Funding and Competing Interests
This work was supported by funding from the Max Planck Society. The authors declare no competing interests.
Author Contributions
We annotate author contributions using the CRediT Taxonomy labels (https://casrai.org/credit/). Where multiple individuals serve in the same role, the degree of contribution is specified as ‘lead’, ‘equal’, or ‘support’.

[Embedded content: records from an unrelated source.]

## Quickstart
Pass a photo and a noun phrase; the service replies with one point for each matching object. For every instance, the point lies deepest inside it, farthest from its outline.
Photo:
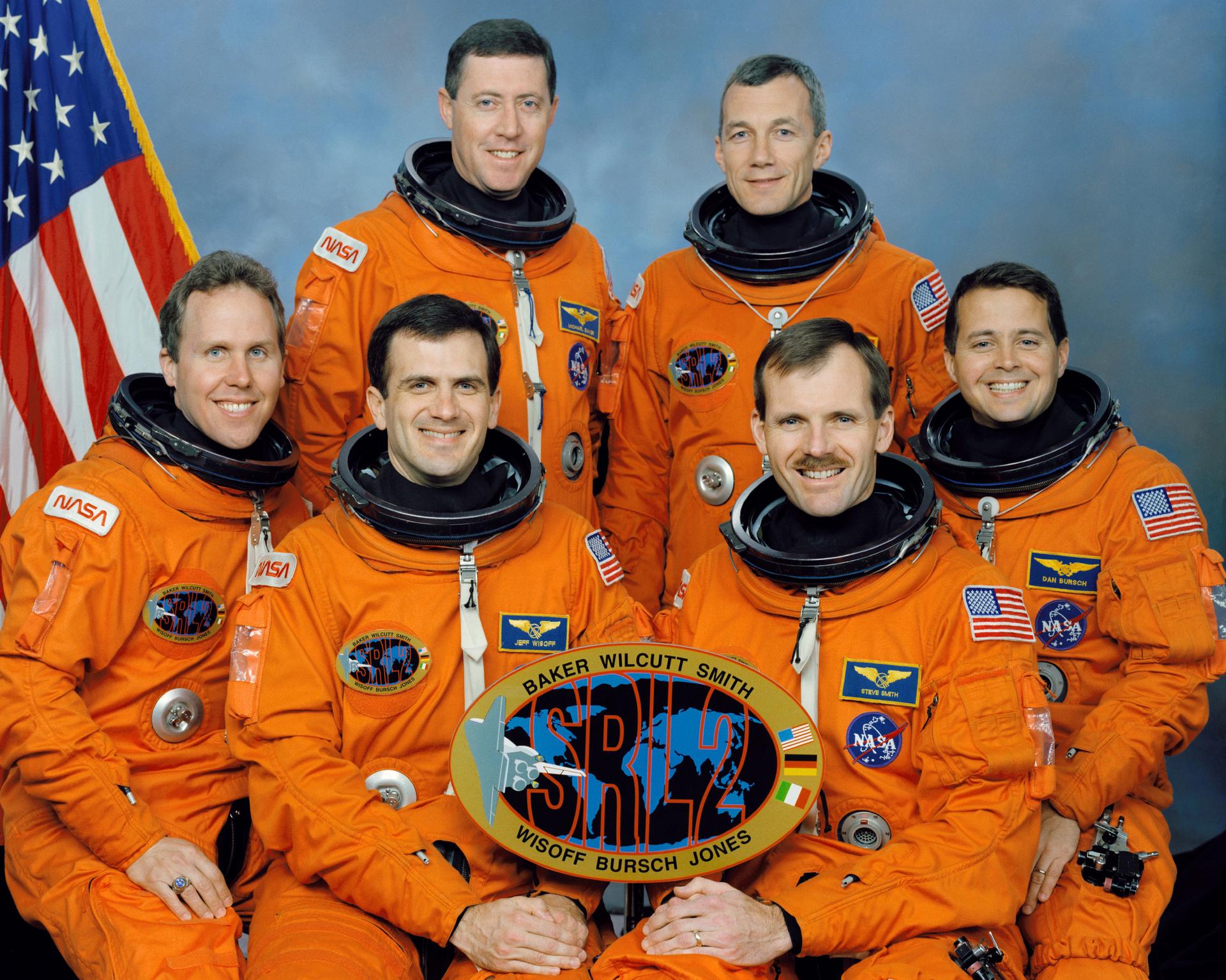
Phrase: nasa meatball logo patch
(493, 319)
(575, 318)
(703, 367)
(578, 367)
(184, 612)
(1061, 624)
(383, 661)
(874, 740)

Conceptualization (Design of study) – lead: HR; support: YH
Software – YH; support: HR
Formal Analysis – YH
Data Curation – YH
Visualization – YH
Writing (original draft preparation) – lead: YH; support: HR
Writing (review and editing) – YH, HR
Supervision – HR
Funding Acquisition – HR
Data Availability
No new DNA data was generated for this study. The two Sardinian samples SUA001 and SUA002 are publicly available through the European Nucleotide Archive (ENA) under accession PRJEB35094. The Iberian samples are publicly available through ENA under accession PRJEB30874. The Mongolia XiongNu sample DA43 is available through ENA under accession PRJEB20658. The two high-coverage ancient genomes I1496 and I5319 are publicly available at Allen Ancient Genome Diversity Project https://reich.hms.harvard.edu. The collection of 60 hunter-gatherers is unpublished data and will become publicly available with the publication of this data (Yu et al., in preparation). The raw reference panel data that we used (phased haplotypes from the 1000 Genomes dataset, Phase 3, release 2013050) is available at http://ftp.1000genomes.ebi.ac.uk/vol1/ftp/release/20130502/. The reference panel needed to run our method is available at https://www.dropbox.com/sh/mxsf2c7srlx2qhm/AADVE5-gk5hp10nZjJw9fjMPa?dl=0.
Code Availability
A implementation of our software (hapCON) using Python and C has been deposited at https://github.com/hyl317/hapROH. We make hapCon available as part of a python package (hapROH), which is available at the Python Package Index (https://pypi.org/project/hapROH/) and can be installed via pip. The documentation provides example use cases as blueprints for custom applications (https://haproh.readthedocs.io/en/latest/). A list of software and Python packages used in this work can be seen at Supplementary Section 2.
Acknowledgements
We thank Yu He, Cosimo Posth and Johannes Krause for providing BAM files of hunter-gatherer samples prior to their publication.